The lightest elements, hydrogen, helium, and lithium, were formed shortly after the Big Bang, and elements up to iron were formed later mostly in the cores of stars. Previous research suggested that atomic nuclei often needed to absorb neutrons rapidly in a phenomenon known as the “r-process;” there lay a key to the formation of heavier elements. 


In 2017 astronomers detected a collision between neutron stars, superdense neutron-rich remains of large stars that ended their lives as supernovas. This discovery revealed that most r-process elements were forged in the materials blasted off of merging neutron stars. The collision resulted in a black hole, and previous research suggested that the main source of r-process elements from the merger was the accretion disk that formed around the black hole. The same physics could be found around different astrophysical systems.


The researchers created computer simulations of the accretion disks around collapsars, which are “collapsing, rapidly spinning massive stars whose deaths result in supernovas and black holes.” Daniel Siegel, the lead author of the study and a theoretical physicist at the Perimeter Institute for Theoretical Physics in Waterloo, Canada says that much of the material in these accretion disks circularizes around the newly formed black hole. These innermost regions of the disks are incredibly hot and dense, and subatomic particles interact in ways that cause protons to convert into neutrons. According to Siegel, this creates the initial conditions needed for the formation of heavy elements. 

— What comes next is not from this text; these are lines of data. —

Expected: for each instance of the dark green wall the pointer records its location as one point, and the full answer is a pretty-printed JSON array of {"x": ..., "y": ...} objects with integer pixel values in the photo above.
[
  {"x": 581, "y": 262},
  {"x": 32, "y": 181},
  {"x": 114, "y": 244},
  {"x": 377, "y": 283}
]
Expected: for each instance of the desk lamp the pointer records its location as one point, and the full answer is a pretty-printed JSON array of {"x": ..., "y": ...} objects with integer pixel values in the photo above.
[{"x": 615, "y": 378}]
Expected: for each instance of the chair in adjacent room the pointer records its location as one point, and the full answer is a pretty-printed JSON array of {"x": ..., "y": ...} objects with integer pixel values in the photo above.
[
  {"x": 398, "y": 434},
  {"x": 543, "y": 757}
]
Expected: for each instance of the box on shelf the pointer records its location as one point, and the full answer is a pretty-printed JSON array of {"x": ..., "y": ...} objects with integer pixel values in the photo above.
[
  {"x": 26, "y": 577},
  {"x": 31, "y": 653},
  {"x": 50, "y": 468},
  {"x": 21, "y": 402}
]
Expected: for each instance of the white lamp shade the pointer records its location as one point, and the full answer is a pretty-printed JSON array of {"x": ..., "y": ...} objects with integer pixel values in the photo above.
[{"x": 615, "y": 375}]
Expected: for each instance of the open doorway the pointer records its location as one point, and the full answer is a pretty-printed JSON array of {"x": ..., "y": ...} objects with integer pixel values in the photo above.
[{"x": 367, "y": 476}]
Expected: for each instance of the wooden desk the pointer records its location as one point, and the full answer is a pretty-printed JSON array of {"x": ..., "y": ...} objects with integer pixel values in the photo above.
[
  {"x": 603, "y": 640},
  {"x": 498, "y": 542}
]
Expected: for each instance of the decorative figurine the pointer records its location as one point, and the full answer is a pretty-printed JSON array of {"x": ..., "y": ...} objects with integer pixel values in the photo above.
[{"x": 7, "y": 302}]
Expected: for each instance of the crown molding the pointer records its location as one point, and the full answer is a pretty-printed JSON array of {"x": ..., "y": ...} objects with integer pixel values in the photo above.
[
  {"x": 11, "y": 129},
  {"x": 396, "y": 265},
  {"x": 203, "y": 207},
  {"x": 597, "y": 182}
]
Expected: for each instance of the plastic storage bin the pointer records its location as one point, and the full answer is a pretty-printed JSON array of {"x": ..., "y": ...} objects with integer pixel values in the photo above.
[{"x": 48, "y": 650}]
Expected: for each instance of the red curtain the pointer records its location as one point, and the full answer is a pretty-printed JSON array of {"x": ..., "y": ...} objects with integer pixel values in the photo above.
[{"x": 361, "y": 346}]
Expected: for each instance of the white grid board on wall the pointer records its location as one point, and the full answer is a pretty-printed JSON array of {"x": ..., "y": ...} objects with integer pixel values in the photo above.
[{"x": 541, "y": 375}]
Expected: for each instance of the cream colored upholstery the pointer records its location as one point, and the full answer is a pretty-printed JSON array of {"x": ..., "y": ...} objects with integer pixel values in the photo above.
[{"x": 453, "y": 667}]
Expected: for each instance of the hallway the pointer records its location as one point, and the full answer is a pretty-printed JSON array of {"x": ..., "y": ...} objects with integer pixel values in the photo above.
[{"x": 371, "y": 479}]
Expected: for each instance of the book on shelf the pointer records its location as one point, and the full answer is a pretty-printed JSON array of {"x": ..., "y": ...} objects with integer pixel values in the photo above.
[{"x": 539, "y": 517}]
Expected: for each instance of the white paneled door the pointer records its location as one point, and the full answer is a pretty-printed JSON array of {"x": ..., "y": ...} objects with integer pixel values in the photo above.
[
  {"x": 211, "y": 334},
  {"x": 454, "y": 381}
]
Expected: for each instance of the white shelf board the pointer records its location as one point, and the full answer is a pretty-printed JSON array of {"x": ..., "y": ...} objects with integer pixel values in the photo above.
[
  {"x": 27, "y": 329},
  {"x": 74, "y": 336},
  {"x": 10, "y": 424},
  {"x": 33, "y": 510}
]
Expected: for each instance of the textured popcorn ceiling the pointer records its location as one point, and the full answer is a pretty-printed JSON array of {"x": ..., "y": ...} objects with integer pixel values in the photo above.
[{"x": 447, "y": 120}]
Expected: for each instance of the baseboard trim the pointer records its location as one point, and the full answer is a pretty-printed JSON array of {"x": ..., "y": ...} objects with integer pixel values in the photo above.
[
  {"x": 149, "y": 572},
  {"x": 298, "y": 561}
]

Though similar, collapsars are significantly less common than neutron star mergers. However, collapsars fire off more material and thus result in a greater expulsion of r-process elements than neutron star collisions do. Siegel says that collapsars should produce at least 80% of the heavy elements in our galaxy and that almost 20% would result from neutron star mergers. 


There is still much to learn about accretion disks and the formation of elements. In the future, scientists would like to explore how elements are created in other kinds of accretion disks aside from those found around neutron stars and collapsars. Siegel hopes to explore the cosmological implications of this work and see what the results suggest for the chemical evolution and assembly of galaxies.